'Broke: The New American Dream' Review

I received Michael Covel’s new documentary, Broke: The New American Dream [trailerwebsite] in the mail about a week ago, and watched it in one sitting. The film describes itself as “a vivid, honest, often humorous and always insightful look at our struggle with investments and retirement.” The film is vivid and often humorous – it is peppered with slivers of good advice from 1950s financial films and cartoons – and, in the mold of documentarians like Michael Moore, it focuses mainly on people and less on specifics. That said, Broke isn’t a complete breakdown of what happened and how we got here, or how we’ll get out of it.

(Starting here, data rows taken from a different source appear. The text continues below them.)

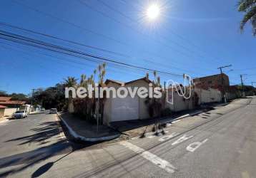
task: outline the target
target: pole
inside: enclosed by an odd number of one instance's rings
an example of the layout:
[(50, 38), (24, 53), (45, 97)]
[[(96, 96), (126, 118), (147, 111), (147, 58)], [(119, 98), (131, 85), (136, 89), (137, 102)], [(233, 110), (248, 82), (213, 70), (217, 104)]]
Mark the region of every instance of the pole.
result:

Broke is an ambitious movie, covering ground from the subprime meltdown to the relationship between the stock market and the “irrational exuberance” targeted by Professor Robert Schiller. For all its ambition, the film does come off as a bit scattered, mixing personal stories with broader (and often vaguer) points about the nature of the financial markets. If you’re looking for a detailed analysis of real estate finance or an explanation of the mismanagement by the federal government and Wall Street, you’re not likely to find it here – this is more of a media critique, and a critique of the American mindset that we should “get rich quick” through the market rather than doing our research.

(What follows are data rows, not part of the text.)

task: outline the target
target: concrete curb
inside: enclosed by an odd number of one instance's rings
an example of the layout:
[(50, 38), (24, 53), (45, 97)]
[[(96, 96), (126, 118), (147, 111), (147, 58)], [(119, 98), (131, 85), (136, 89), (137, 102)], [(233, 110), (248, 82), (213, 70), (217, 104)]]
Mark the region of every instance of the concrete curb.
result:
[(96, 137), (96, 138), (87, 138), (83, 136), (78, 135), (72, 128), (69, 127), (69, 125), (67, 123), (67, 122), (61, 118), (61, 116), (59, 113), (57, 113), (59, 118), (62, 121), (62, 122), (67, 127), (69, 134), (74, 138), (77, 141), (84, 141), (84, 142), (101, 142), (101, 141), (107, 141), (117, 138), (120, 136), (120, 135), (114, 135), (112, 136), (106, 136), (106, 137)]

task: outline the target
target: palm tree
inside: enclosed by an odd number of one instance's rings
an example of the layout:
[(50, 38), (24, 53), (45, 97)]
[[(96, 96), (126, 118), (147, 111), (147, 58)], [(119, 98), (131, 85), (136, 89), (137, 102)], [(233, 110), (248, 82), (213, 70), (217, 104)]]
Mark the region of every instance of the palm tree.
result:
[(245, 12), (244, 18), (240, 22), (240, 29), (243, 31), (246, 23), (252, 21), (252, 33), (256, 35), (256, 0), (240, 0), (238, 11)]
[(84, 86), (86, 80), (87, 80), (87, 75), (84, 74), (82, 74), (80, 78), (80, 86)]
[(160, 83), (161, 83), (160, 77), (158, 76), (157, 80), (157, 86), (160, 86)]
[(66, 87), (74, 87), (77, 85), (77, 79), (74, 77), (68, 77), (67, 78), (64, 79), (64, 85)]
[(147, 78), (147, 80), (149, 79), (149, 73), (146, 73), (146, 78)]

The content of the movie, however, isn’t as important as the mood it creates. It’s a well-cut movie, a high quality production, and it captures the sense of foreboding we all feel about the chaotic state of our economy. Broke‘s finest moments come from its analogies: a visit to an Asian fish market is likened to stock trading; the stock market’s vagaries are likened (and then differentiated) from playing the lottery. Broke also convincingly tears down the financial news networks like CNBC, which, as creator Michael Covel sees them, are catering to an audience of news junkies in an attempt to score ratings (a point made in less elegant fashion by Jon Stewart in his grilling of Jim Cramer). In Covel’s view, Americans have stupidly allowed themselves to become pawns of the “know-it-alls” who tell them where and when to invest – they’ve given up the financial autonomy they truly need to make smart investment decisions.

Broke isn’t the all-encompassing “recession movie.” What Broke does do in beautiful imagistic fashion, however, is remind us of the situation we now face, even if it doesn’t offer specifics for how to get out of it other than a blanket warning to face up to our responsibilities as investors. If we take Covel’s advice on that point, we’ll all be a lot better off.